Now, let’s delve into the exciting world of bare-metal ARM assembly language on Raspberry Pi. Below is an ARM assembly implementation of QuickSort:

@ qs.s
@ Kevin Siraki
@ 1/09/2024
@
@ Description: A QuickSort implementation in bare-metal Raspberry Pi ARM Assembly.

.data
.balign 4
format: .asciz "%d "
new: .byte '\n'
array: .int 82, 45, 17, 64, 29, 53, 98, 12, 36, 71, 50, 24, 88, 5, 42, 67, 11, 78, 33, 60

.text
.global main
.extern printf

print_array:
    push {ip, lr}
    mov r7, #0
    mov r4, r0   				@ r0 contains the address of the sorted array
    mov r5, r1   				@ r1 contains the length of the array
    looper:
        ldr r0, =format         @ formatting to print
        ldr r1, [r4, r7, lsl #2]
        bl printf               @ print the element
        add r7, #1              @ for(int i=0;i<length, i++)
        cmp r7, r5
        blt looper
    ldr r0, =new                @ newline character
    bl printf
    pop {ip, pc}

quicksort:
    push {r4, r5, r6, ip, lr}   @ create a stack frame    
    mov r4, r0					@ r0 contains the address of the array
    mov r5, r1					@ r1 contains the low index
    mov r6, r2					@ r2 contains the high index
    cmp r5, r6                  @ if low>high
    bge end                     @ return
    bl partition                @ call partition subroutine
    mov r8, r0					@ r8 contains the pivot index
    sub r8, r8, #1				@ r8 contains the pivot index - 1
    add r9, r0, #1  			@ r9 contains the pivot index + 1
    mov r0, r4                  
    mov r1, r5             
    mov r2, r8
    bl quicksort                @ left call
    mov r0, r4
    mov r1, r9
    mov r2, r6
    bl quicksort                @ right call
end:
    pop {r4, r5, r6, ip, pc}    @ pop the stack, return

partition:
    push {ip, lr}
    mov r4, r0					@ r0 contains the address of the array
    mov r5, r1   				@ r1 contains the low index
    mov r6, r2   				@ r2 contains the high index
    ldr r7, [r4, r6, lsl #2]  	@ pivot = array[high]
    mov r8, r5  
    sub r8, #1                  @ i = low - 1;
    mov r3, r5 					@ j = low
loop:
    ldr r9, [r4, r3, lsl #2]  	@ load array[j]
    cmp r9, r7                  @ if(array[j]>pivot)                                
    bgt endif                   @ skip
    add r8, #1                  @ i++
    ldr r10, [r4, r8, lsl #2]   @ load array[i] into r10 (swap)
    str r9, [r4, r8, lsl #2]   	@ store array[j] into array[i]
    str r10, [r4, r3, lsl #2]   @ store array[i] into array[j]
endif:
    add r3, #1                  @ for(int j=low, j<high; j++)
    cmp r3, r6
    bne loop
endloop:
    add r8, #1
    ldr r9, [r4, r8, lsl #2]   	@ load the value at array[pivot index] (swap)
    str r7, [r4, r8, lsl #2]   	@ store the pivot into array[pivot index]
    str r9, [r4, r6, lsl #2]   	@ store the original value (at pivot index) into array[high]
    pop {ip, lr}
    mov r0, r8                  @ return (i+1)
    bx lr

main:                           @ entry point
    push {ip, lr}
    ldr r0, =array
    mov r1, #0
    mov r2, #19
    bl quicksort                @ quicksort(array, 0, length-1)
    ldr r0, =array
    mov r1, #20
    bl print_array              @ print_array(array, length)
    pop {ip, pc}

Conclusion

QuickSort is a versatile algorithm that can be implemented in various programming languages, including C and assembly language.
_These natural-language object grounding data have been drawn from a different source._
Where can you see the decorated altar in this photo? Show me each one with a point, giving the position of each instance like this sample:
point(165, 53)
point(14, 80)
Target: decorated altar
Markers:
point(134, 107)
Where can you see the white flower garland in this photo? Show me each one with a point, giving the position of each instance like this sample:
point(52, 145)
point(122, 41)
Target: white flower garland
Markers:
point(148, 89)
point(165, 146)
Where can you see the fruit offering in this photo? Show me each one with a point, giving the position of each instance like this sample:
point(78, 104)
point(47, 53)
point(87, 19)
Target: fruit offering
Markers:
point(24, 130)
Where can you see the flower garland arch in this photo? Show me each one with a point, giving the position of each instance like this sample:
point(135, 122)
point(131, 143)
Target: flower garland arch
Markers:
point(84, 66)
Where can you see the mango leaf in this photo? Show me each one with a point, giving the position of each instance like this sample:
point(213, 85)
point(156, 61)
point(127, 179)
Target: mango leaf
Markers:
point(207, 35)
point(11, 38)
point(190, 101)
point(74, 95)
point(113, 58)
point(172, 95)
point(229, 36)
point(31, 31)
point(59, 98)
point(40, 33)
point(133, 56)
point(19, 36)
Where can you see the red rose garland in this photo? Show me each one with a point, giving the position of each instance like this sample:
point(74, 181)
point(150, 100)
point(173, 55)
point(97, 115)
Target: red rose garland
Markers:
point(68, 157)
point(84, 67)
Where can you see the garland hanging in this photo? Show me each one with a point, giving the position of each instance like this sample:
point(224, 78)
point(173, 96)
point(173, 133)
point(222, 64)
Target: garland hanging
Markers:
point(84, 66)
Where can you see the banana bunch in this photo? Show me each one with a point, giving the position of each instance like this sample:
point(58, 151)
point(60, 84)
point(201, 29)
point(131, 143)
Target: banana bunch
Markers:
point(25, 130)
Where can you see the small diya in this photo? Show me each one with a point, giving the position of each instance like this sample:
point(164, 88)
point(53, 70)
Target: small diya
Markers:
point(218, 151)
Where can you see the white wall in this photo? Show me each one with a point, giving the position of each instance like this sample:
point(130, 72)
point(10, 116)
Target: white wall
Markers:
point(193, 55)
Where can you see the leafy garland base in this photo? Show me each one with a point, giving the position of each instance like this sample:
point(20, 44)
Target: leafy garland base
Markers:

While the C implementation offers readability and ease of understanding, the bare-metal ARM assembly implementation provides insight into low-level system programming and optimization.

Understanding both high-level and low-level implementations of algorithms like QuickSort can deepen your understanding of computer science concepts and improve your programming skills. Whether you’re working with C, assembly language, or any other language, mastering algorithms like QuickSort is a valuable asset in the world of software development.